How you can help: another cause of burnout can be “unreasonable time pressure”. Consider if your company-wide urgency to stay profitable is making your employees feel they need to over-prioritise work, or even if they’re setting too high standards for themselves.
As this experience of burnout progresses, employees can begin to withdraw and ignore or dismiss issues. This is where stress becomes purely negative, rather than a motivating factor, and other symptoms start to show. Fatigue, physical pain, a panicky feeling – this is not just when burnout starts to really be a problem for your people, but for your organisation too.
The social isolation of remote working only worsens this withdrawal – and could mean employees get to this stage without anyone really noticing.
How you can help: “Lack of communication and support from managers” is one known cause of burnout – and if you offer that support, your employees are 70% less likely to experience burnout regularly. In our research we saw ‘caring’ and ‘empathy’ were two areas organisations struggled during the pandemic – so it’s essential staff know managers consider their wellbeing.
This is where burnout really takes hold, and action is needed. Employees might struggle to see how they (or others) add value, feel a sense of emptiness, or start changing their behaviours. This could manifest as “cynicism”: a sense of ‘what’s the point’ when it comes to their own work, and a general feeling of pessimism.
It’s easy to see how the pandemic doesn’t help here. The seemingly endless nature of rising infection rates and tighter restrictions makes seeing ‘a light on the horizon’ impossible.
How you can help: It comes back to that line manager support – which we saw as the key thing that the best companies got right. Couple that with open communication, to cut through the uncertainty, and it could go some way to help. Also be mindful of fair treatment, especially if an employee’s struggles are impacting their work – don’t punish them when they really need help.

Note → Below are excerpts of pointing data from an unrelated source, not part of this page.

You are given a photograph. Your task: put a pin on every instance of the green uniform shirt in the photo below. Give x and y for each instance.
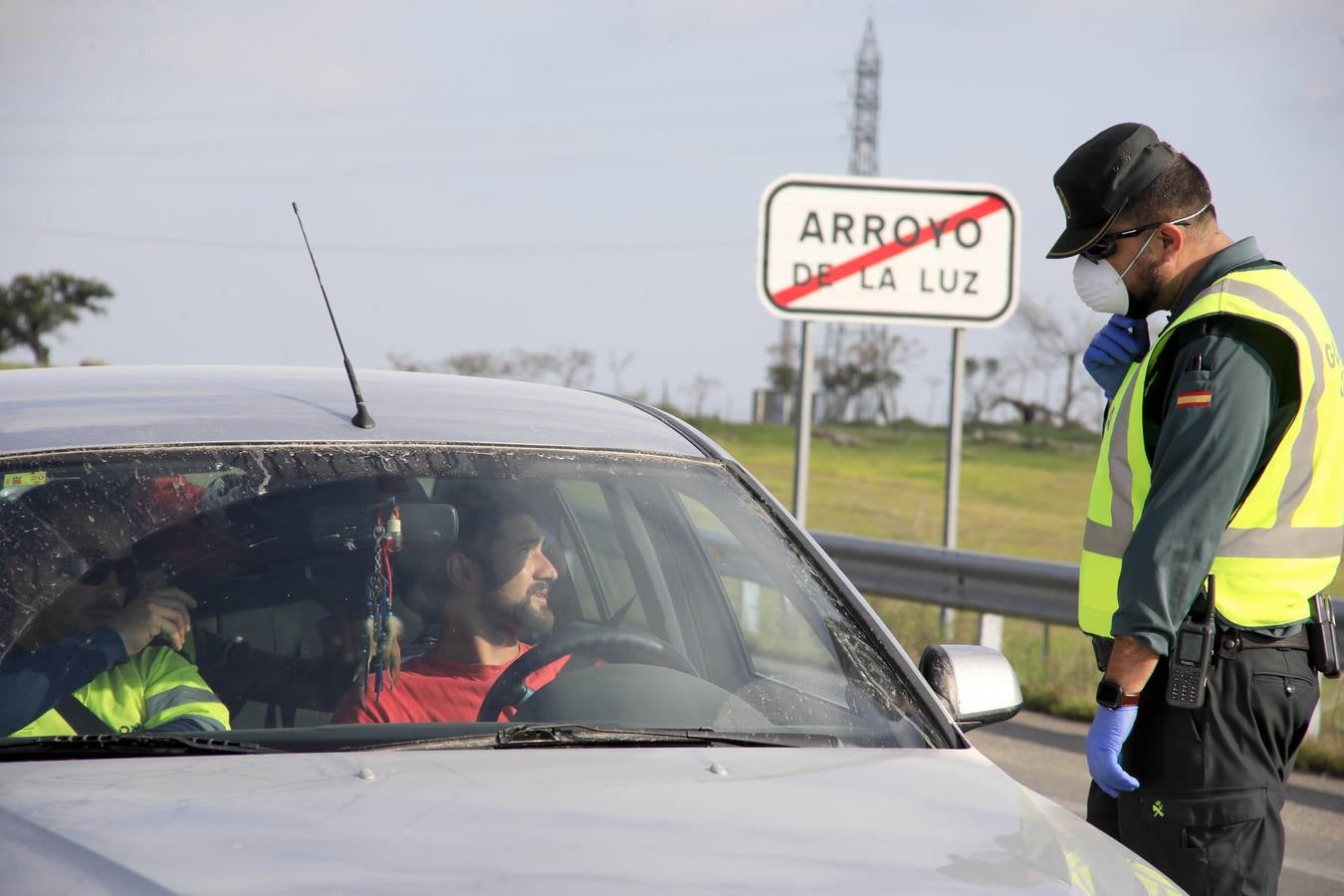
(1203, 458)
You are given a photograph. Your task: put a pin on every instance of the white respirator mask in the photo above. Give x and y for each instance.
(1099, 287)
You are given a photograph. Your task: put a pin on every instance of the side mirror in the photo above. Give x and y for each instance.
(976, 684)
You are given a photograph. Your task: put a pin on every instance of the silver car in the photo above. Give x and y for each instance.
(262, 611)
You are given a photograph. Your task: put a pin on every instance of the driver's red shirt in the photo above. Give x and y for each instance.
(432, 688)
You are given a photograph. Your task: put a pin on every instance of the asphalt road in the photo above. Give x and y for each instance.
(1047, 755)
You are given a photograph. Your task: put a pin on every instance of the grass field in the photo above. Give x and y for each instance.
(1023, 493)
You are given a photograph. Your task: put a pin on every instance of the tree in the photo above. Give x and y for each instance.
(566, 367)
(698, 391)
(1054, 340)
(859, 372)
(33, 308)
(983, 387)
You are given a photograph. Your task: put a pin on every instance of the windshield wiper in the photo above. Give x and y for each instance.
(122, 746)
(582, 735)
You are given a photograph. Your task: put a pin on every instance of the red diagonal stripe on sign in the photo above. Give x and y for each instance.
(882, 253)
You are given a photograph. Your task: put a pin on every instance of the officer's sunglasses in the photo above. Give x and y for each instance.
(1105, 246)
(95, 568)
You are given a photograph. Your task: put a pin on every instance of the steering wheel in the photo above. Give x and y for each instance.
(613, 645)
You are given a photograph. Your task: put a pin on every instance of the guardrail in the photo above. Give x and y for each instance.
(964, 579)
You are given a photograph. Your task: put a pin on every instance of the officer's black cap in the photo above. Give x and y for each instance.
(1099, 177)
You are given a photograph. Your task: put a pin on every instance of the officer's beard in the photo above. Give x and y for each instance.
(1145, 295)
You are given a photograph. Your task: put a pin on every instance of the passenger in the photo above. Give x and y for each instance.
(89, 661)
(480, 598)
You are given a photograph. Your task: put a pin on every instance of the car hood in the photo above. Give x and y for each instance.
(580, 819)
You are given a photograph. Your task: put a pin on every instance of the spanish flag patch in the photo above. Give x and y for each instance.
(1194, 399)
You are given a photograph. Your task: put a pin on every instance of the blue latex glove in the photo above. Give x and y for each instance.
(1110, 729)
(1116, 345)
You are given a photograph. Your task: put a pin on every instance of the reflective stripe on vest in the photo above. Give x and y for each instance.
(154, 687)
(1283, 542)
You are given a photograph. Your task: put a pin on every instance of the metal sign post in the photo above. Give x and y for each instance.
(802, 441)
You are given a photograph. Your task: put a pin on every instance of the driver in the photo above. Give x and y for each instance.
(484, 595)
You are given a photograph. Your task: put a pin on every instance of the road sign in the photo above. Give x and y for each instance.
(867, 249)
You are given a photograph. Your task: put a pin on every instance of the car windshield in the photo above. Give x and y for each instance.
(348, 595)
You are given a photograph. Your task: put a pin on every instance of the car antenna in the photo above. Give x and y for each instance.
(361, 416)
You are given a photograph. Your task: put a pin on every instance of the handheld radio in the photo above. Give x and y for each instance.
(1187, 666)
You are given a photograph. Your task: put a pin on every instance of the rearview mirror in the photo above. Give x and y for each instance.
(353, 524)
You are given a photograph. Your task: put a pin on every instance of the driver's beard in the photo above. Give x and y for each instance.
(525, 618)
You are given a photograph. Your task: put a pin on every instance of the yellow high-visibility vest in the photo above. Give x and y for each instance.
(1283, 542)
(153, 687)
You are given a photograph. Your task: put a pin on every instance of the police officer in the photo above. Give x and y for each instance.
(1220, 461)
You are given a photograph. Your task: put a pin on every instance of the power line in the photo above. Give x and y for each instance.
(496, 249)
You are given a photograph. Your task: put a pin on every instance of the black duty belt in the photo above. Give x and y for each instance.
(1232, 641)
(1229, 644)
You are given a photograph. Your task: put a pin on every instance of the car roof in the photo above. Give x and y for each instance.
(47, 408)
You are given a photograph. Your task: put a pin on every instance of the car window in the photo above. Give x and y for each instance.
(780, 638)
(334, 588)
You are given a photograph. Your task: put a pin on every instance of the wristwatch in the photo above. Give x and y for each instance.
(1109, 695)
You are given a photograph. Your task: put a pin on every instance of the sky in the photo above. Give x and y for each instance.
(586, 175)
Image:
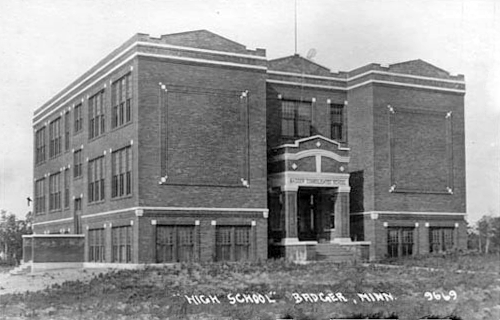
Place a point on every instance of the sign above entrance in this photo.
(315, 182)
(292, 180)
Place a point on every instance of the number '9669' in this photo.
(451, 295)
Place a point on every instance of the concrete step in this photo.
(21, 269)
(333, 252)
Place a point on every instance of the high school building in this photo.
(191, 147)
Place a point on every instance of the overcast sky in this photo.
(45, 45)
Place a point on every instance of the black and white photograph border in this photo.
(284, 159)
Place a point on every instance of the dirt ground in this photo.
(39, 281)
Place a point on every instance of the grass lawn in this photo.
(264, 291)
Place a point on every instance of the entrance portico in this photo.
(309, 193)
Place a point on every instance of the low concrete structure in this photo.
(53, 251)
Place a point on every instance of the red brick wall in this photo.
(57, 249)
(361, 142)
(320, 114)
(417, 99)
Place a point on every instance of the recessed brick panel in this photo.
(420, 151)
(206, 137)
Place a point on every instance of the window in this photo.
(40, 195)
(67, 133)
(40, 145)
(399, 242)
(97, 245)
(295, 119)
(55, 191)
(121, 99)
(232, 243)
(121, 172)
(77, 163)
(66, 188)
(78, 204)
(174, 243)
(55, 138)
(121, 244)
(78, 118)
(96, 115)
(96, 174)
(337, 122)
(440, 239)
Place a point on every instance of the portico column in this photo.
(289, 207)
(342, 215)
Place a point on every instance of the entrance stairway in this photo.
(23, 268)
(333, 252)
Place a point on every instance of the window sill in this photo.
(97, 137)
(94, 203)
(121, 126)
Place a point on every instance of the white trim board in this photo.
(182, 48)
(296, 143)
(412, 213)
(365, 83)
(52, 221)
(178, 209)
(54, 235)
(310, 153)
(394, 74)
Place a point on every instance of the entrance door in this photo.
(307, 214)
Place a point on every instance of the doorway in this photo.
(308, 214)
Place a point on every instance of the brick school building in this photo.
(191, 147)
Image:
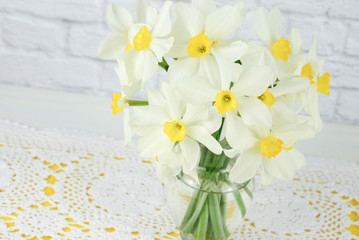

At this point, burnout syndrome can mean “total mental and physical collapse” – and the dire need for serious professional attention. It means burnout has become not a one-off thing, but something hard to escape. When your people are working out of sight, one “tell-tale sign” can be that their work performance has drastically reduced.
If you’ve noticed that, so have they – and due to the earlier discussed pressures of the pandemic and lockdown life, this could become a self-perpetuating cycle.
How you can help: an “unmanageable workload” can cause burnout, and when an employee is already struggling with performance due to experiencing burnout, the situation can look hopeless. They need their manager’s support – not just emotionally, but sharing their load with others and even identifying the need for a real break if necessary.
This is a difficult time for everyone – and leaders and managers are not exempt from that. So the most important thing is listening, and open communication. Let your people know your expectations, so they don’t feel they have to surpass them. Listen to what they’re saying to really understand how they’re feeling. And show care and empathy if they struggle – for their wellbeing, and that of the organisation.